The Burnout Antidote (Part IV)
Why spend a whole week talking about whisk(e)y burnout?
First off, because I can sense it in the air. There's a glitch in the Matrix. A disturbance in the force. We're selling more whisk(e)y than ever, so it's got nothing to do with sales. People aren't buying less whisky, but I do feel like they're enjoying it less. I also get the feeling that many devout drinkers are getting less overall satisfaction from what it is they're spending. I had lunch with my friend Brian the other day who is in real estate and he confirmed the same pattern in the Bay Area housing market. Everyone thought the bubble was going to burst, but it bounced right back and now there's no inventory. You can still buy a house. As long as you've got a million dollars. Oh, and you'll need to pay in cash. Up front.
Let's say you've got a million in cash, up front. Is that what you want to spend it on? My friend Brian is reporting the same type of burnout with some of his clients. They're tired of waking up every morning, going to open houses, getting their hopes up with an offer, only to find out they've been outbid by someone else. Another friend of mine is in the same situation. He's been trying to buy a place for the last year and he's finally given up. All of the promotion about low interest rates, loans coming easier, and a strong market got him all excited. Then, when he went out to actually get a place, he found there weren't any places to get. There were plenty of places he wanted to buy, but the prices kept going up, up, up. When you finally close on a deal you might find you've overspent and that doesn't make for a satisfied consumer.

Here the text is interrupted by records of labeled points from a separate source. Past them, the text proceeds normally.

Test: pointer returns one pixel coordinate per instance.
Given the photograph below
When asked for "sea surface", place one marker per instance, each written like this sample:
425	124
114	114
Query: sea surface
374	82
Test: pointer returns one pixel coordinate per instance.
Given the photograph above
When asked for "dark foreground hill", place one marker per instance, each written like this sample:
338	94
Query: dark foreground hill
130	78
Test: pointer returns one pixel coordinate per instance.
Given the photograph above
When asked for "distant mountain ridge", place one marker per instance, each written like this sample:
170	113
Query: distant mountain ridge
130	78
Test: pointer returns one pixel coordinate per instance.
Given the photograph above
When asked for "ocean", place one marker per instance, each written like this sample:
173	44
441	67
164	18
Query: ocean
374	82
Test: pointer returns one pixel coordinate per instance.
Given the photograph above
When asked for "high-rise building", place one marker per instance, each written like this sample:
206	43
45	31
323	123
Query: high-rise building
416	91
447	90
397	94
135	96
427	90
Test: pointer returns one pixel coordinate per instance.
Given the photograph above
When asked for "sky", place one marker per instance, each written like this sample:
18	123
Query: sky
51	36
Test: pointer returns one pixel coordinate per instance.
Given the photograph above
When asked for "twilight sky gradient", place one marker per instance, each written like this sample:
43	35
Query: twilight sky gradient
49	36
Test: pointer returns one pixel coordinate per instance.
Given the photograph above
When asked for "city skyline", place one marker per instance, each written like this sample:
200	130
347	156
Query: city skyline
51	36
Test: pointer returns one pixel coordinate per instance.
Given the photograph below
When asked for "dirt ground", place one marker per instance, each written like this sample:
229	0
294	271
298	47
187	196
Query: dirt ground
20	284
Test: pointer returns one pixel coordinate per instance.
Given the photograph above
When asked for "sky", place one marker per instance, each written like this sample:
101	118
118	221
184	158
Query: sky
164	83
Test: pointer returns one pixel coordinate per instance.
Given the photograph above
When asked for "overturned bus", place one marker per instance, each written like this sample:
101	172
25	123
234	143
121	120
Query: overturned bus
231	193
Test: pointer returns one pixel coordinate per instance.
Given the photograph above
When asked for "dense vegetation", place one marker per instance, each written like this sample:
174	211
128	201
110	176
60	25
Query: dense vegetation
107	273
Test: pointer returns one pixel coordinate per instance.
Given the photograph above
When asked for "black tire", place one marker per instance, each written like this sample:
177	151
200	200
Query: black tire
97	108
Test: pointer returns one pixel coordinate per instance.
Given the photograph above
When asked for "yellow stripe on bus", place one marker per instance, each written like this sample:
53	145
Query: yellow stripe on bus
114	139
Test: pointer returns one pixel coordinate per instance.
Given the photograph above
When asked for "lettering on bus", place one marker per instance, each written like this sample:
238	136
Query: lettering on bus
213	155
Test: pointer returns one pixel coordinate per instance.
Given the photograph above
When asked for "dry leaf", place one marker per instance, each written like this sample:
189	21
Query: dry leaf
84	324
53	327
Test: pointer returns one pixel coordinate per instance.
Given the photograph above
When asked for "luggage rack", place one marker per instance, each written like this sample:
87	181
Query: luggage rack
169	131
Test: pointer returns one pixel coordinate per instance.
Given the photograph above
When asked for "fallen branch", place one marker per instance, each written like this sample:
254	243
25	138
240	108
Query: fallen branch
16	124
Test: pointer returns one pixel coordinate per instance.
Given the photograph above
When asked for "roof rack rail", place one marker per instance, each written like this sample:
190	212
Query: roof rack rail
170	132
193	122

When we walked into some of our favorite Scottish warehouses last month, we could feel that something was wrong. Again, there was just that feeling in the air. It was confirmed when we looked at the price sheets after tasting through samples. $140 a bottle for 14 year old Laphroaig? $60 a bottle for a 6 year old Caol Ila? We purposely tasted through less-mature whisky, thinking some of these younger malts might offer value, much like someone going after a condo instead of a house. But then you're hit with the HOA fees and other hidden costs that take away from any possible savings, so you really didn't save much in the end. That's part of the reason that last year's casks were mostly in the $100+ range. It was simply worth spending the extra money to get something better.
What did we do differently this year as a result? We really put in the research. We found guys who sell casks, but don't bottle. We found ex-distillery employees who kept a few casks after retirement, but now want to part with them. We dug up every barrel we could find, no matter what the name, provenance, or age and we tasted them. All of them. Close to 250 casks in all. Many of these brokers are not as connected as brands like Signatory or Gordon & MacPhail. They don't have the customer base or the reputation for quality, so they're not charging the same premium. We found young peated whiskies. We found fifteen year old casks from places like Fettercairn or Blair Athol. We tasted blended whiskies as well. If we could find value we could possibly help relieve our market from sticker shock and further whisky burnout.
I can't imagine buying a house with a mortgage that took up every dollar I earned each month. Not being able to go out, living off of tuna fish, just so I could own my own place. It's not worth it to me and I know I would burnout fast with that type of lifestyle. Similarly, I don't want K&L customers to look at quality whisky as something they have to scrimp and save for. Maybe for a bottle of Port Ellen, but certainly not for a bottle of Laphroaig 14. There are plenty of value-priced whiskies on the market still, but die-hard whisky customers want new things. What's next? What's new? "I want something that I can't just get anywhere else," is the number one request in the K&L liquor department. I get asked for something new and unique fifty times a day. These guys have had Clynelish 14, Aberlour 12, and Highland Park a jillion times. They're beyond those bottles now. After nurturing a passion for single casks over the last couple of years, it seems like such a shame to call $100 the new $50 for this type of product.
What can we do about it as retailers? Work harder. Find deals. Do your job. I think we've done it this year. Royal Lochnagar. Bowmore. Fettercairn. Aberlour. Longmorn. Blended whiskies. Blended malts. Whatever we could find that had a great taste and a great price. That's the antidote for whisky burnout. Value. Finding a new, exciting, interesting whisky that you can afford to drink and still have money left over. Many of the K&L bottles this season will be geared towards consumption. You won't have to dollup out a thimble-full here and there. If things go as planned (fingers crossed) we could have as many as fifteen single barrel, high-proof whiskies that should sell for far less than $100. Less than $70 in many cases. Maybe even less than $60. I don't know yet because we haven't done all the math.
I'm hoping that this stimulus package puts a jolt back into the industry. We can't win by purchasing Diageo whisky and selling it for cost anymore (although that was fun, wasn't it?). I'm hoping that fun, drinkable, and affordable whiskies can make drinking single malt whisky something we do every night, rather than only for special occasions.